Pumpernickel is now 8; we adopted her at age 1.  This means that the dog witnessed the joy of my father’s humor and exuberance, then his decline into illness and depression and death.  But in the meantime…oh, in the meantime:

“How come her expression never changes?  She’s got kind of a poker face.”

“I can’t pet you all day, Pumpernickel; I’m a married man.”

“Hi, Pumpernickel!  Where’s Rye and Sourdough?”

“Pumpernickel is a good listener.  She doesn’t talk much.”

“Pumpernickel doesn’t know she’s a dog; nobody told her.”

“Why do you have such a long name for such a short dog?”

“She’s dreaming about chicken.  Pumpernickel, too much chicken is no good.  You need variety.”

“Pumpernickel, you’re getting fat; you need to go on Weight Watchers.”

“Pumpernickel’s a lady; she’s dainty-like.”

“Pumpernickel’s so cute I wanna eat her with a slice of cheese.”

“Pumpernickel shakes a lot; she’s the sensitive type.”

AND, let us not forget the caption for the attached photo:

“Why are her paws bent like that?”

Later on, when my father was bed-ridden, the dog would jump up onto his bed (against my mother’s rules) and lay her head on my father’s hand.  Of course this dog didn’t care that he was fading away.  She didn’t mind that the room was dark, the ambiance sad.  She gave him all of her shortness and cuteness, and he gave it back.

“Take care of Pumpernickel,” he told me quite a few times.  “She’s a special dog.”

He’d already told me many times to take care of his grandson, a fellow scientist and humorist and the apple of his eye.  But Dad had to mention the dog.  Again.

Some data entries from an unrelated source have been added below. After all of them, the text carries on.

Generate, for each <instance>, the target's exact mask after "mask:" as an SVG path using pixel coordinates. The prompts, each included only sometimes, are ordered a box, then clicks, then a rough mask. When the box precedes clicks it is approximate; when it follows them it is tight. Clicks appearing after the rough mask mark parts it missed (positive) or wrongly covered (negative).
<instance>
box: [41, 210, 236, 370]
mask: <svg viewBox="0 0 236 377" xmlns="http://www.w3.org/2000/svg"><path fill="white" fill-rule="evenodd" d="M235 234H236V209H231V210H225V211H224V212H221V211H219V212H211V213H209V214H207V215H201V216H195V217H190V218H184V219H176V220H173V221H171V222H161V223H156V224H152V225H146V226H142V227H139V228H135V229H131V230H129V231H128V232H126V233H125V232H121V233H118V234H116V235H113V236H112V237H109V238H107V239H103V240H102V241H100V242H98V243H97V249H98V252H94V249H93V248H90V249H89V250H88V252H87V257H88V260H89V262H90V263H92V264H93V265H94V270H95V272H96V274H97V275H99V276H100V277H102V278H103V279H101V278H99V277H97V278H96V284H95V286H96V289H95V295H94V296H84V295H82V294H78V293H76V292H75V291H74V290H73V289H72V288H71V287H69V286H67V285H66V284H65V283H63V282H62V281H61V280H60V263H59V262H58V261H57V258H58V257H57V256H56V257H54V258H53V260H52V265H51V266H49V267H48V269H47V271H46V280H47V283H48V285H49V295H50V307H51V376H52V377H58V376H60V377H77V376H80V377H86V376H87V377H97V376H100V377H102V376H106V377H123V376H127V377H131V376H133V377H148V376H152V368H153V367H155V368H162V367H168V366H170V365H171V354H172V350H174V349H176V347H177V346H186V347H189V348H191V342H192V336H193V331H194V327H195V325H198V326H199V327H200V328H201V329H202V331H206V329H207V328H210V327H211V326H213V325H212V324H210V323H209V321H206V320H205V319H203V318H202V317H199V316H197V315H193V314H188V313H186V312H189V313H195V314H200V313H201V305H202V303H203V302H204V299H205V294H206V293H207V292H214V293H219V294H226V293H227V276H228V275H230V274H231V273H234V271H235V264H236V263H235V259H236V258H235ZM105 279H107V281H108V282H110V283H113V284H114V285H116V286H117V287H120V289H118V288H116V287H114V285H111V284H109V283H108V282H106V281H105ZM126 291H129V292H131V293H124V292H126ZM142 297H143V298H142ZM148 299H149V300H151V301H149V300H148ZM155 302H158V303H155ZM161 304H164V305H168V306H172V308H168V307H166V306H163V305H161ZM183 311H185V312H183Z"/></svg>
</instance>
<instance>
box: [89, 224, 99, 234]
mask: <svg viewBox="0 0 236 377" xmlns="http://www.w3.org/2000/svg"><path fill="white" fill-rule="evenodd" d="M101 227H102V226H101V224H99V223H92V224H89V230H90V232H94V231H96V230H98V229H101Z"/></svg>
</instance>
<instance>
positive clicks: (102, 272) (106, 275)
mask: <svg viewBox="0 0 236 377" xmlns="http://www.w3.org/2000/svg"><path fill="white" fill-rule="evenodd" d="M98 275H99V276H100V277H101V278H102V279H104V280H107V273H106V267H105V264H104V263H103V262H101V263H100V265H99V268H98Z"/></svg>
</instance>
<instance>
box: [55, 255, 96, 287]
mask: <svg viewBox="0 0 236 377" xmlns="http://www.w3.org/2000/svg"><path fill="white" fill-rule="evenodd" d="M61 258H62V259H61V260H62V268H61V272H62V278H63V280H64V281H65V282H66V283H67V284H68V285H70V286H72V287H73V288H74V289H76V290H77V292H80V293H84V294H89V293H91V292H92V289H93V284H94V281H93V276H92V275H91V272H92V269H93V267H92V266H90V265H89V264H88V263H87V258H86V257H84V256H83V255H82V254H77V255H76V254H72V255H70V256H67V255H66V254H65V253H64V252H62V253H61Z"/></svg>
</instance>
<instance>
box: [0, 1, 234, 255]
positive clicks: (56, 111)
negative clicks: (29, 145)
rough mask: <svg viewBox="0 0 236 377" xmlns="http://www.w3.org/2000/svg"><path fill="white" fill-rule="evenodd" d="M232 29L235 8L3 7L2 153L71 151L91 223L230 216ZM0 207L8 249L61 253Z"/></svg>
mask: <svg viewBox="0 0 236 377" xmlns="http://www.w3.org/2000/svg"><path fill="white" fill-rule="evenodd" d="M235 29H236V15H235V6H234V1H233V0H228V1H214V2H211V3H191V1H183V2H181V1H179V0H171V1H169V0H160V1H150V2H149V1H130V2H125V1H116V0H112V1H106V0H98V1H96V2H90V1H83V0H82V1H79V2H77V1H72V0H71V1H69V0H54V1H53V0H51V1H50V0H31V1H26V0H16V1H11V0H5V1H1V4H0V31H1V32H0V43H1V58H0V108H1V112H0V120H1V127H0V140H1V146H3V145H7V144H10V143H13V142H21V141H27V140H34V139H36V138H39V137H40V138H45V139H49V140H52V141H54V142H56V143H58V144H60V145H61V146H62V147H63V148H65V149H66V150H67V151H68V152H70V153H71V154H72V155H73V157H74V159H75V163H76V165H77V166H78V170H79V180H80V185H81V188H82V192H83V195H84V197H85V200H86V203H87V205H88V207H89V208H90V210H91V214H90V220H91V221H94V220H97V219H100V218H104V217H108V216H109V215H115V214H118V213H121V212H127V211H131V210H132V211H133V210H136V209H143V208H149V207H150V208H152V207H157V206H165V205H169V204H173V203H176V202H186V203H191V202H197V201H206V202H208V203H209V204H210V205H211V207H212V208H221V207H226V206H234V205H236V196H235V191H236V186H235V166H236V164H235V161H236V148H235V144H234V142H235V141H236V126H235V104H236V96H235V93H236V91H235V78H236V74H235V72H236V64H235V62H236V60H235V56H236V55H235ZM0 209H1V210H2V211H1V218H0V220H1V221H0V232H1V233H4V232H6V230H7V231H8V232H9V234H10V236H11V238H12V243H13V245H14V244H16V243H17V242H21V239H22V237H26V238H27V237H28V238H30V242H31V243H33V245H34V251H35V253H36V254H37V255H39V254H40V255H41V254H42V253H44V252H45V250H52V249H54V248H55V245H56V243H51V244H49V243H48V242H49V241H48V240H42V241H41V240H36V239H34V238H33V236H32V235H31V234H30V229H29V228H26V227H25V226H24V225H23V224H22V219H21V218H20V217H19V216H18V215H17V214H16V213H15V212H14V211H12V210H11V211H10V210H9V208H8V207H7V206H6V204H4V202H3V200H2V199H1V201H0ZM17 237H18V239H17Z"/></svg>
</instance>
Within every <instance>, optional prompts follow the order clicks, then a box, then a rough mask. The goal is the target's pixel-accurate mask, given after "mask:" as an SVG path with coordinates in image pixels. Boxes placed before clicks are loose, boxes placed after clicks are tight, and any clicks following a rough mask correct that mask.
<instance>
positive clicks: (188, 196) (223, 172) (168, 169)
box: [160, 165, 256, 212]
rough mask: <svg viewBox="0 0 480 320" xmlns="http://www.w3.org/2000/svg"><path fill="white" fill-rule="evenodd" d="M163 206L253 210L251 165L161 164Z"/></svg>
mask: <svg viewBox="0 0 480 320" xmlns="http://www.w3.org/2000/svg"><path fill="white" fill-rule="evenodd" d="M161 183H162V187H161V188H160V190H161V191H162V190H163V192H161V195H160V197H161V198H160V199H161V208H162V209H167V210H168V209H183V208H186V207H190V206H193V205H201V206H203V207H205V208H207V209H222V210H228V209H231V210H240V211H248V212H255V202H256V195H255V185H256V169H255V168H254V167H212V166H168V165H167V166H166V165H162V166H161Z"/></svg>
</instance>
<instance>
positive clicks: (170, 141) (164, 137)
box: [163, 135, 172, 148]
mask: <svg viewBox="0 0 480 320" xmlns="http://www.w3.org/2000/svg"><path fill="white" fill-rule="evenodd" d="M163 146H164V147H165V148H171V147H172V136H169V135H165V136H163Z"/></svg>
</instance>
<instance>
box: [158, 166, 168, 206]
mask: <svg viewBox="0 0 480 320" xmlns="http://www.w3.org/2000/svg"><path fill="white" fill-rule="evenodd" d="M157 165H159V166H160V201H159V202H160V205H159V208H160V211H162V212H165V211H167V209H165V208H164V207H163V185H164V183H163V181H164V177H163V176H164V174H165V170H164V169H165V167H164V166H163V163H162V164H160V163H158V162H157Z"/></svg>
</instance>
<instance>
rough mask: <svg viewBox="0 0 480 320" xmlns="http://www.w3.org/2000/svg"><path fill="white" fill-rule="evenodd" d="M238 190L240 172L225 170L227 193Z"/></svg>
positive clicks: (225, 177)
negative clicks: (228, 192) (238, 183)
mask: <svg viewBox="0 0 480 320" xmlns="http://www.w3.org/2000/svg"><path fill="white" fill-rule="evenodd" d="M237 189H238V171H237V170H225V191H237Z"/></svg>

And though he hadn’t asked me to take care of his wife, my mother, I promised that too.  I understood that some things can be said, and some can’t. 

My dog, Pumpernickel, helped him express so many things.  Like: “Isn’t life funny?” and “I notice everything” and “Life never gets boring” and “I will be a good sport, even when I’m trying to ‘kick the bucket.’”

Pumpernickel helped him say, “I love to laugh, I love to tease, I love my family.”

Imitating the dog gave my father permission to play.  Imitating the dog kept him young.

His imitating the dog, even toward the end, gave us all courage and strength and perspective.

It also gave us some awesome memories and ridiculously funny photos.